Have you seen an advertisement for a car lately? Whether it’s in print, on the radio, buried into the corner of a page on your web browser, or cutting into your favorite program during prime time, the odds are good that ad tells you nothing about the actual cost of the car it’s promoting. Nope, they’re talking about what’s great, not what’s unavoidable.
Those ads are consistent, and they work. They’re telling you what kind of a discount you can get, they’re heralding the cash-back incentives offered by the manufacturer or the dealer. Those ads trumpet the low, low finance rates that will allow you to make tiny little payments that fit your budget and allow you to tuck that otherwise unaffordable dream machine into your garage. But you probably won’t see an actual price for the product you want to buy included in those ads. That might turn people off. They wouldn’t buy. They’d hunker down and wait for a better deal to come along.
Perhaps it’s time general aviation took a page from our more ubiquitously successful capitalist brethren, and recognized a tipping point now that it’s been presented to us. Fuel prices are down. Way down. A sharp businessperson bolstered with the power of a good marketing plan can present that information to prospective clients and turn the surprise of lower cost for the product or service into sales and new customers.

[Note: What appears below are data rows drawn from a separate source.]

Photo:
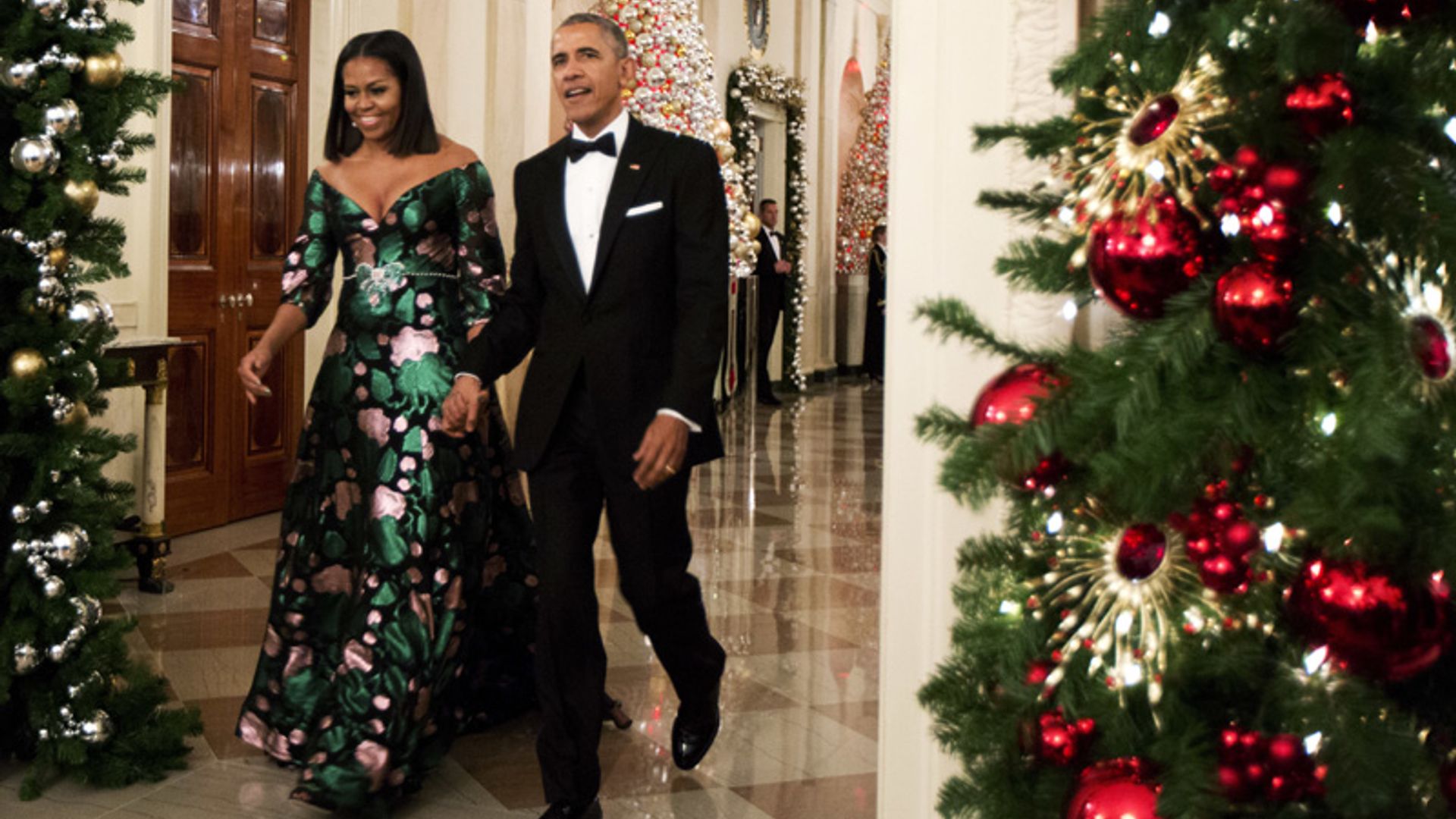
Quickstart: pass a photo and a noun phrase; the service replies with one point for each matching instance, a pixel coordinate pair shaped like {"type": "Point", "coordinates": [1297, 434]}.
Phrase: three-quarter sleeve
{"type": "Point", "coordinates": [478, 241]}
{"type": "Point", "coordinates": [308, 275]}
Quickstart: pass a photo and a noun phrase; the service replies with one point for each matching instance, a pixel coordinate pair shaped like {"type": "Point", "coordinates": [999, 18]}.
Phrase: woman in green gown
{"type": "Point", "coordinates": [403, 599]}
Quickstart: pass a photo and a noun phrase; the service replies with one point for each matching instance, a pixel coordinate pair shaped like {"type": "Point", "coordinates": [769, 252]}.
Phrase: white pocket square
{"type": "Point", "coordinates": [648, 207]}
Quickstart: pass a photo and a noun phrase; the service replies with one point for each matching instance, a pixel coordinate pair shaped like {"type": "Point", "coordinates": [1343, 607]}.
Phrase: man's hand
{"type": "Point", "coordinates": [462, 407]}
{"type": "Point", "coordinates": [253, 369]}
{"type": "Point", "coordinates": [661, 452]}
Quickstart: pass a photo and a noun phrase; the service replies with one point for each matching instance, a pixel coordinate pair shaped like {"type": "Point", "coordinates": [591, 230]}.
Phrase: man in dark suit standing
{"type": "Point", "coordinates": [774, 271]}
{"type": "Point", "coordinates": [619, 283]}
{"type": "Point", "coordinates": [875, 305]}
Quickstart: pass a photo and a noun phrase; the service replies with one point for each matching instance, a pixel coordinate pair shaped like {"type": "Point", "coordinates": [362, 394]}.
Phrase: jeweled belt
{"type": "Point", "coordinates": [389, 278]}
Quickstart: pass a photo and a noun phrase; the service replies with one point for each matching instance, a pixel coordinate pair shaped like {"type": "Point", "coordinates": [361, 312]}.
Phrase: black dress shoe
{"type": "Point", "coordinates": [566, 811]}
{"type": "Point", "coordinates": [693, 735]}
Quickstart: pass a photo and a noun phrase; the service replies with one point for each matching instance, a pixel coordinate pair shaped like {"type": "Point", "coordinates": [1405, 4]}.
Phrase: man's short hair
{"type": "Point", "coordinates": [613, 31]}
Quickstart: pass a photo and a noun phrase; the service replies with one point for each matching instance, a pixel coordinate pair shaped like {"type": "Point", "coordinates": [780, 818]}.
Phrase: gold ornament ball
{"type": "Point", "coordinates": [83, 194]}
{"type": "Point", "coordinates": [77, 416]}
{"type": "Point", "coordinates": [105, 71]}
{"type": "Point", "coordinates": [27, 363]}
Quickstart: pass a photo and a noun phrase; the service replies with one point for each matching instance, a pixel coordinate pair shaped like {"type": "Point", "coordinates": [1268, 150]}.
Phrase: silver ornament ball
{"type": "Point", "coordinates": [98, 729]}
{"type": "Point", "coordinates": [50, 9]}
{"type": "Point", "coordinates": [27, 657]}
{"type": "Point", "coordinates": [88, 610]}
{"type": "Point", "coordinates": [63, 118]}
{"type": "Point", "coordinates": [18, 74]}
{"type": "Point", "coordinates": [36, 156]}
{"type": "Point", "coordinates": [69, 544]}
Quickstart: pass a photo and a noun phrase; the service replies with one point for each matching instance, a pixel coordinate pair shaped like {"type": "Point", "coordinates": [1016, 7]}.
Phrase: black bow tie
{"type": "Point", "coordinates": [606, 143]}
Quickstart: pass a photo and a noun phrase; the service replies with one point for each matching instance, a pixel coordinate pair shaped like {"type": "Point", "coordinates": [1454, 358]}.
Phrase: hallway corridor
{"type": "Point", "coordinates": [786, 532]}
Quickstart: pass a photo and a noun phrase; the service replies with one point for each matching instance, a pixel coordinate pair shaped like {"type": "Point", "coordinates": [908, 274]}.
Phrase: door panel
{"type": "Point", "coordinates": [237, 152]}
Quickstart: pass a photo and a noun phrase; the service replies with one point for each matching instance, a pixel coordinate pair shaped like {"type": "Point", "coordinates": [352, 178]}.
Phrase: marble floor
{"type": "Point", "coordinates": [786, 532]}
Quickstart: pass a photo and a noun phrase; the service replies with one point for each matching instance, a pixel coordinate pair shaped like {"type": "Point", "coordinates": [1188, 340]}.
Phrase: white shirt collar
{"type": "Point", "coordinates": [618, 129]}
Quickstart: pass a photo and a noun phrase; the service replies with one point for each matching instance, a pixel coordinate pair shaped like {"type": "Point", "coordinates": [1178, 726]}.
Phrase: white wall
{"type": "Point", "coordinates": [943, 243]}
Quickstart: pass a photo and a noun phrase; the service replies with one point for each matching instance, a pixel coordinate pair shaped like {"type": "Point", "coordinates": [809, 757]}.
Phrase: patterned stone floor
{"type": "Point", "coordinates": [786, 534]}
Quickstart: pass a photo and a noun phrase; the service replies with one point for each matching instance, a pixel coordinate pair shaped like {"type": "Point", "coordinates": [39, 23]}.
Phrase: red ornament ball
{"type": "Point", "coordinates": [1219, 539]}
{"type": "Point", "coordinates": [1011, 398]}
{"type": "Point", "coordinates": [1321, 105]}
{"type": "Point", "coordinates": [1432, 346]}
{"type": "Point", "coordinates": [1373, 624]}
{"type": "Point", "coordinates": [1060, 742]}
{"type": "Point", "coordinates": [1114, 789]}
{"type": "Point", "coordinates": [1139, 261]}
{"type": "Point", "coordinates": [1141, 551]}
{"type": "Point", "coordinates": [1260, 196]}
{"type": "Point", "coordinates": [1153, 120]}
{"type": "Point", "coordinates": [1383, 14]}
{"type": "Point", "coordinates": [1254, 306]}
{"type": "Point", "coordinates": [1277, 768]}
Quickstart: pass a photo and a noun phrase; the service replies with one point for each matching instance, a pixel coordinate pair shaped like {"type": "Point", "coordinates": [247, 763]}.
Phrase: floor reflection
{"type": "Point", "coordinates": [786, 538]}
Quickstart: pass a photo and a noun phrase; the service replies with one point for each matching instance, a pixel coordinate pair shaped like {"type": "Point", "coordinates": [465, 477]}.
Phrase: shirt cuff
{"type": "Point", "coordinates": [679, 416]}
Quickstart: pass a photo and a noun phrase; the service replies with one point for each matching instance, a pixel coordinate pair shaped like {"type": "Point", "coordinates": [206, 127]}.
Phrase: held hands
{"type": "Point", "coordinates": [661, 453]}
{"type": "Point", "coordinates": [462, 409]}
{"type": "Point", "coordinates": [253, 369]}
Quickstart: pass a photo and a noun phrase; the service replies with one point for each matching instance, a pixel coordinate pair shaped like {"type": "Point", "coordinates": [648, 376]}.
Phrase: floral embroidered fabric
{"type": "Point", "coordinates": [403, 599]}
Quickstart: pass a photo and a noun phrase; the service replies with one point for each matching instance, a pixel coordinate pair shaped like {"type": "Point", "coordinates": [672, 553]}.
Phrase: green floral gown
{"type": "Point", "coordinates": [403, 599]}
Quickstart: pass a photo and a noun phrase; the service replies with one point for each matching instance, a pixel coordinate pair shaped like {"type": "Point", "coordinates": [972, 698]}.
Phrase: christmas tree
{"type": "Point", "coordinates": [674, 93]}
{"type": "Point", "coordinates": [864, 193]}
{"type": "Point", "coordinates": [71, 698]}
{"type": "Point", "coordinates": [1220, 588]}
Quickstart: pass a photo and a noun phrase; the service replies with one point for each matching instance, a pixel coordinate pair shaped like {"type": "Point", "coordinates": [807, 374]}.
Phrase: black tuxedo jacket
{"type": "Point", "coordinates": [766, 257]}
{"type": "Point", "coordinates": [648, 334]}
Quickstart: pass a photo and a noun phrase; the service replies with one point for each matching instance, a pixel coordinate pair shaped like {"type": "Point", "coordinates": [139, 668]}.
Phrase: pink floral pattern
{"type": "Point", "coordinates": [394, 620]}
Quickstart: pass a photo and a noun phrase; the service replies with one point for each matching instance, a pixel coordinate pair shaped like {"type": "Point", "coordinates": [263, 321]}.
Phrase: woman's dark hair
{"type": "Point", "coordinates": [416, 129]}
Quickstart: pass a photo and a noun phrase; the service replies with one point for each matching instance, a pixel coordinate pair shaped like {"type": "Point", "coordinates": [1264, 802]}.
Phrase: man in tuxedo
{"type": "Point", "coordinates": [619, 283]}
{"type": "Point", "coordinates": [875, 305]}
{"type": "Point", "coordinates": [774, 271]}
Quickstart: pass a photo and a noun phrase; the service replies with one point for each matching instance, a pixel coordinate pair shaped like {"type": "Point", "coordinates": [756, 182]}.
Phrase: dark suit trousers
{"type": "Point", "coordinates": [770, 303]}
{"type": "Point", "coordinates": [875, 327]}
{"type": "Point", "coordinates": [653, 545]}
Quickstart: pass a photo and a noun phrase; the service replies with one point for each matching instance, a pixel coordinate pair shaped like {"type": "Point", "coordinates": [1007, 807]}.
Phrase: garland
{"type": "Point", "coordinates": [748, 83]}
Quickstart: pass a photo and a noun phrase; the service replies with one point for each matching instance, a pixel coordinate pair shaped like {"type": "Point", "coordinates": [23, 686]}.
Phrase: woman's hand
{"type": "Point", "coordinates": [253, 369]}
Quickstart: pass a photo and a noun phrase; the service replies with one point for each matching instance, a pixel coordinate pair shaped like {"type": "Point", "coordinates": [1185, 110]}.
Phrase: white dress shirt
{"type": "Point", "coordinates": [588, 181]}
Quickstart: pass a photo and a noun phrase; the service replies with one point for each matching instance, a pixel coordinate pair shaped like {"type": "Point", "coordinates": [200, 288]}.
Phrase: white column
{"type": "Point", "coordinates": [956, 64]}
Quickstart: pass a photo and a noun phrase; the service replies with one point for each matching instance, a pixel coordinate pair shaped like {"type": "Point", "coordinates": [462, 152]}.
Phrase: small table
{"type": "Point", "coordinates": [147, 368]}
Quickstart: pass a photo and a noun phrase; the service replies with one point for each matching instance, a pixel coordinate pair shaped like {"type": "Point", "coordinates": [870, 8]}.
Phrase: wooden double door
{"type": "Point", "coordinates": [239, 155]}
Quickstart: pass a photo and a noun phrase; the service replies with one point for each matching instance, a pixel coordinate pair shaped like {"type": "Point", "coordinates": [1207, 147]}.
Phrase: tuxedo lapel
{"type": "Point", "coordinates": [632, 167]}
{"type": "Point", "coordinates": [555, 203]}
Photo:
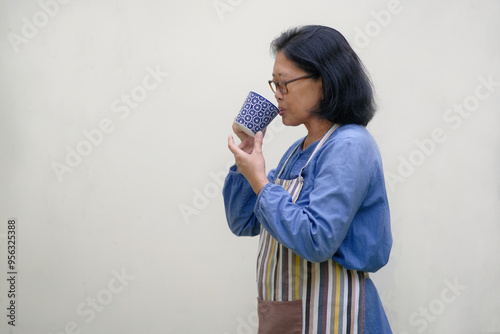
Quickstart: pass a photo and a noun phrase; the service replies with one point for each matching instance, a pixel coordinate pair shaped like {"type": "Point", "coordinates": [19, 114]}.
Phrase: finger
{"type": "Point", "coordinates": [232, 146]}
{"type": "Point", "coordinates": [258, 142]}
{"type": "Point", "coordinates": [244, 144]}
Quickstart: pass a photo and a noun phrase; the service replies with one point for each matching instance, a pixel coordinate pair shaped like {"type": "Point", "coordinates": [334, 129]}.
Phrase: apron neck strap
{"type": "Point", "coordinates": [321, 142]}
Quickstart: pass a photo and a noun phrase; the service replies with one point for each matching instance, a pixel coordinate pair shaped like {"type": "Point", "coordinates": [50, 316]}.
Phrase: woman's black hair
{"type": "Point", "coordinates": [326, 54]}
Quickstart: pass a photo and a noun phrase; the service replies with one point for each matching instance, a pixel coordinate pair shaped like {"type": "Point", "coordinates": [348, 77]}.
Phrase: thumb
{"type": "Point", "coordinates": [258, 142]}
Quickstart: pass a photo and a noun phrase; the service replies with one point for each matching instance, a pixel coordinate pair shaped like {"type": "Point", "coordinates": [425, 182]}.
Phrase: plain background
{"type": "Point", "coordinates": [143, 200]}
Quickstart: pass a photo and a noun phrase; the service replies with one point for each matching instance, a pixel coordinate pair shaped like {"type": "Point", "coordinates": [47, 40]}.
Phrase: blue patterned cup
{"type": "Point", "coordinates": [256, 114]}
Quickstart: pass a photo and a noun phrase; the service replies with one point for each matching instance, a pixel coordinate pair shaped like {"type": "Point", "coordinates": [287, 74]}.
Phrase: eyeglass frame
{"type": "Point", "coordinates": [281, 85]}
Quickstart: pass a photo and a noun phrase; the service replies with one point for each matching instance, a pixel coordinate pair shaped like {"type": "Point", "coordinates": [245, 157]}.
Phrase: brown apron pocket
{"type": "Point", "coordinates": [280, 317]}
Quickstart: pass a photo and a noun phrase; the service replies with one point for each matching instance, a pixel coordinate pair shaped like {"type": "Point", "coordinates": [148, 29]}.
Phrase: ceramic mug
{"type": "Point", "coordinates": [256, 114]}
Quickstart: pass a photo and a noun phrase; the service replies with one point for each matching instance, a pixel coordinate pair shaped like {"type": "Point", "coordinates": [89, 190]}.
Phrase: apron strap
{"type": "Point", "coordinates": [321, 142]}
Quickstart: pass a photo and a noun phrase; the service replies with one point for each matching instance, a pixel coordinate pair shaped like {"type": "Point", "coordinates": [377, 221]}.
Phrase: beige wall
{"type": "Point", "coordinates": [114, 117]}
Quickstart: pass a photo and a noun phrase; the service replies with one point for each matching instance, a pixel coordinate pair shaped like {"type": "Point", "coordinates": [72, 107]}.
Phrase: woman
{"type": "Point", "coordinates": [322, 214]}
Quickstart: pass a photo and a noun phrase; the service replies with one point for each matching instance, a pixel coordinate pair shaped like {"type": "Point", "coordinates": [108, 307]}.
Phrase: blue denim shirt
{"type": "Point", "coordinates": [342, 212]}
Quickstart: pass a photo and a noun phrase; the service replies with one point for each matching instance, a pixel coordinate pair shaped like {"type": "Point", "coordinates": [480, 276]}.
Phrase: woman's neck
{"type": "Point", "coordinates": [315, 131]}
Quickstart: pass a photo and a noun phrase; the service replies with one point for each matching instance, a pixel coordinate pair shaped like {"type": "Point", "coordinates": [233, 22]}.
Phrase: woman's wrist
{"type": "Point", "coordinates": [259, 188]}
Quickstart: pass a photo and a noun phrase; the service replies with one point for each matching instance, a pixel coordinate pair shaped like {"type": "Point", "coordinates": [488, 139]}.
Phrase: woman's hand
{"type": "Point", "coordinates": [250, 161]}
{"type": "Point", "coordinates": [245, 137]}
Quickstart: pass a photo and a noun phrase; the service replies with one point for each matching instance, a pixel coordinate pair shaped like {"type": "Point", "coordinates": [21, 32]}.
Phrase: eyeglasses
{"type": "Point", "coordinates": [281, 85]}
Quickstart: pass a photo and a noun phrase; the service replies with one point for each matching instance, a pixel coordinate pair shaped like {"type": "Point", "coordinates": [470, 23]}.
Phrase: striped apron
{"type": "Point", "coordinates": [301, 297]}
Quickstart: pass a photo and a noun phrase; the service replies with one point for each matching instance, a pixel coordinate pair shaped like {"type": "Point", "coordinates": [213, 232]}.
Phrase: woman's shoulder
{"type": "Point", "coordinates": [354, 133]}
{"type": "Point", "coordinates": [352, 136]}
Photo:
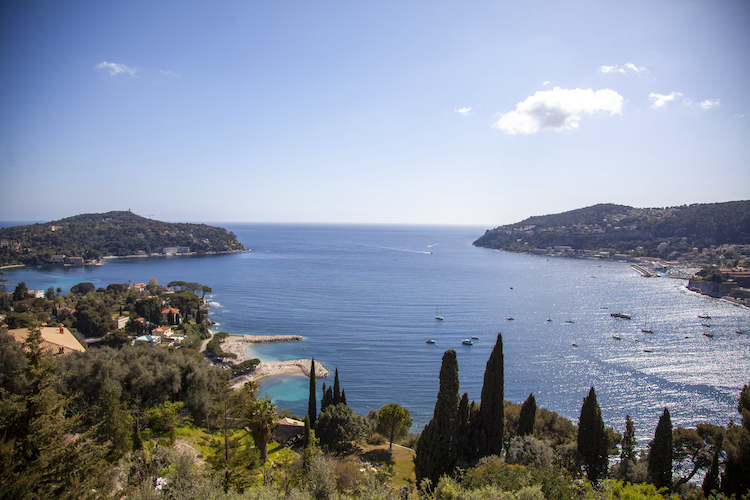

Now that’s an attractive magic trick.
There is a reason products and services that have penetrated the public consciousness more thoroughly than aviation use action-oriented verbiage in their ads like, “Prices haven’t been this low in years,” or, “Buy now and take advantage of historic low rates.” And that reason is simple. It works.
Let’s do that, shall we?
As usual, I agree with Jamie’s insight into marketing personal flying. However, the reality is that a typical training aircraft burns 5-10 gallons per hour. If a flight school passes a $1 savings in fuel costs along to its students, that will potentially reduce the hourly rate for the airplane by only $5-$10. If the fuel-cost savings are $2/gal, that is a $10-$20/hr savings. For 40 hours of flight training that is a savings of $200-$400 for the $1-$5/hr fuel-price reduction and $400-$800 for the $2/gal per hour reduction.
Jamie’s right about flight schools/rental operations using this savings as a marketing tool. However, I don’t think it will significantly affect the number of people who decide to learn to fly. It helps, but I believe the “tipping point” for bringing more people into personal flying will come when all of the reasons people don’t learn to fly are over-ridden by a new value proposition.